Will the Canadian Senate pass the gay marriage bill?

Let’s assume that the Commons passes the bill, and the Martin gov’t survives long enough for the bill to go to the Senate - will the Senate pass the bill?

The reason I ask is that all of the media coverage that I’ve seen seems to assume that once the bill passes the Commons, it’s a done deal. I’m not so sure.

The Senate has the constitutional authority to defeat any bill that comes to it from the Commons. It rarely exercises that power, but it exists. Normally, it defers to the Commons because bills have been passed with the full authority of the elected government, but there have been exceptions. In particular, the last time a major “conscience” bill went to the Senate having passed the Commons (the Mulroney abortion bill back around 1989) the Senate held a free vote and defeated the bill on a tie vote.

This case is similar to the abortion bill - the marriage bill is a government measure, but PM Martin is only requiring members of the government (i.e. Cabinet) to vote on it. All backbenchers are free to vote their conscience.

If it goes to the Senate, as far as I know there is only one Senator who is a member of the government - the Government House Leader in the Senate. So, by the same rules as PM Martin has set for the Commons on this bill, all the other Liberal Senators would be free to vote their conscience.

One thing that the polls consistently point out - opposition to gay marriage tends to increase with a person’s age. And the average age of Senators is much higher than in the Commons, given that they are appointed until they are 75 years old.

[Mods - not sure if this is a question or a debate, but given the subject matter, thought I’d put it here.]

Most the senators now in office were appointed by the Liberal party over the last 12 or so years, and I find it unlikely they’d risk a schism on this issue in these precarious days.

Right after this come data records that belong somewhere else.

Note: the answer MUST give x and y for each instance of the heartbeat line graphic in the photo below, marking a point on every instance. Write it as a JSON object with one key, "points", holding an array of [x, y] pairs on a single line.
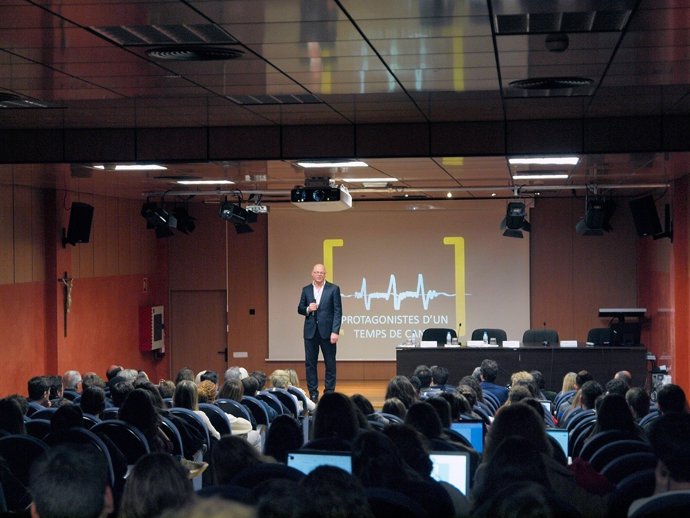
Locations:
{"points": [[392, 292]]}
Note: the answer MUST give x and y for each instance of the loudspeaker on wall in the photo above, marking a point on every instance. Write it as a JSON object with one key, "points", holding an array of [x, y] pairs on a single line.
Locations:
{"points": [[645, 216], [79, 229]]}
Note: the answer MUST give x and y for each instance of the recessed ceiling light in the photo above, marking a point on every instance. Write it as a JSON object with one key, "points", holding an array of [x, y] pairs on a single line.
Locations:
{"points": [[335, 163], [205, 182], [536, 176], [549, 160], [133, 167]]}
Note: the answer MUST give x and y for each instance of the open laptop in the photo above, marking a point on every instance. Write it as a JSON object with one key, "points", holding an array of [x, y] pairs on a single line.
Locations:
{"points": [[307, 461], [452, 467], [473, 431], [561, 436]]}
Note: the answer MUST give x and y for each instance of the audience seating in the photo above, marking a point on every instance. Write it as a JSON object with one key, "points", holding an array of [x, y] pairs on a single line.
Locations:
{"points": [[632, 487], [627, 464], [38, 428], [84, 436], [671, 505], [218, 417], [601, 439], [613, 450], [257, 410], [127, 437], [578, 436]]}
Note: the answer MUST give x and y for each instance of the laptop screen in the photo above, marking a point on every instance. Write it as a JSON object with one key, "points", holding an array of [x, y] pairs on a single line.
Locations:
{"points": [[561, 435], [473, 431], [452, 467], [307, 461]]}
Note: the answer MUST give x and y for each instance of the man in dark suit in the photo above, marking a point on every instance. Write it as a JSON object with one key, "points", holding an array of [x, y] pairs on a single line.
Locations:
{"points": [[323, 312]]}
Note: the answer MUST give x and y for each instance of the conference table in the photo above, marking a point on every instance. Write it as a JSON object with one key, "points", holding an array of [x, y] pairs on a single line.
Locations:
{"points": [[553, 361]]}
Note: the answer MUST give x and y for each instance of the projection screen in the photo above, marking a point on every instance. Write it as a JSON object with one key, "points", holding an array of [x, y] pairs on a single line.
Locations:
{"points": [[401, 268]]}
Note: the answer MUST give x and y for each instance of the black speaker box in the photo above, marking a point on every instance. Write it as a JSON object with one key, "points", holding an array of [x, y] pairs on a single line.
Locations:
{"points": [[79, 229], [645, 216]]}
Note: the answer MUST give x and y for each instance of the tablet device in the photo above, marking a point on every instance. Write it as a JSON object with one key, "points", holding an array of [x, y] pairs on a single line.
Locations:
{"points": [[452, 467], [473, 431], [307, 461]]}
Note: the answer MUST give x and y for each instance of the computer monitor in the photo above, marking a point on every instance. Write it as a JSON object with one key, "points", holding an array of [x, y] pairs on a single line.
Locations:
{"points": [[561, 436], [452, 467], [307, 461], [473, 431]]}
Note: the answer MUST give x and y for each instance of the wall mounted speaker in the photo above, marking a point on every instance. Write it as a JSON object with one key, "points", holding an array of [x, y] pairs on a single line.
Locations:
{"points": [[645, 216], [79, 228]]}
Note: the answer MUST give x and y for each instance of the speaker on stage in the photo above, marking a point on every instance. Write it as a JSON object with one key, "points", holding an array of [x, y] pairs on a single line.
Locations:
{"points": [[79, 228]]}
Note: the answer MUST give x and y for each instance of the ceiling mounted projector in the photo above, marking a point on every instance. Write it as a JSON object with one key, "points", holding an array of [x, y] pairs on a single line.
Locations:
{"points": [[321, 198]]}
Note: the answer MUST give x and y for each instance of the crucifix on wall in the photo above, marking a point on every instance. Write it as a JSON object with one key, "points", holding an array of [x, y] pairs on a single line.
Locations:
{"points": [[68, 282]]}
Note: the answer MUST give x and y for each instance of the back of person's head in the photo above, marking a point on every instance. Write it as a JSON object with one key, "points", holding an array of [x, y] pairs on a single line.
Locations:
{"points": [[671, 398], [283, 436], [423, 417], [439, 375], [521, 499], [67, 416], [590, 391], [331, 492], [91, 379], [230, 455], [616, 386], [280, 378], [233, 389], [207, 391], [625, 376], [638, 401], [71, 480], [413, 447], [119, 391], [362, 403], [400, 387], [518, 419], [38, 388], [569, 382], [394, 407], [335, 417], [211, 376], [583, 377], [138, 410], [538, 379], [250, 386], [488, 370], [11, 417], [185, 373], [476, 386], [92, 400], [442, 408], [614, 414], [186, 395], [377, 462], [260, 377], [156, 482], [423, 374], [514, 459], [71, 380], [670, 439], [517, 393]]}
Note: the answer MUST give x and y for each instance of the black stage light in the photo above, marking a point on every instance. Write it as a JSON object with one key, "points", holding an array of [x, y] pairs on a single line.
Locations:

I have no special insight into the question, but it seems to me that this must have occurred to some reporters on good terms with senators, and that they would have written stories on it if there were anything of note to tell. But, as the saying goes, absence of evidence isn’t evidence of absence.

I think it would be amusing, though, to see the conflict on the faces of the old Reform types. Do we applaud the Senate for holding up a socially disastrous bill, or do we rail against the unelected, unrepresentative body gainsaying the will of Parliament? Oh, the dilemma!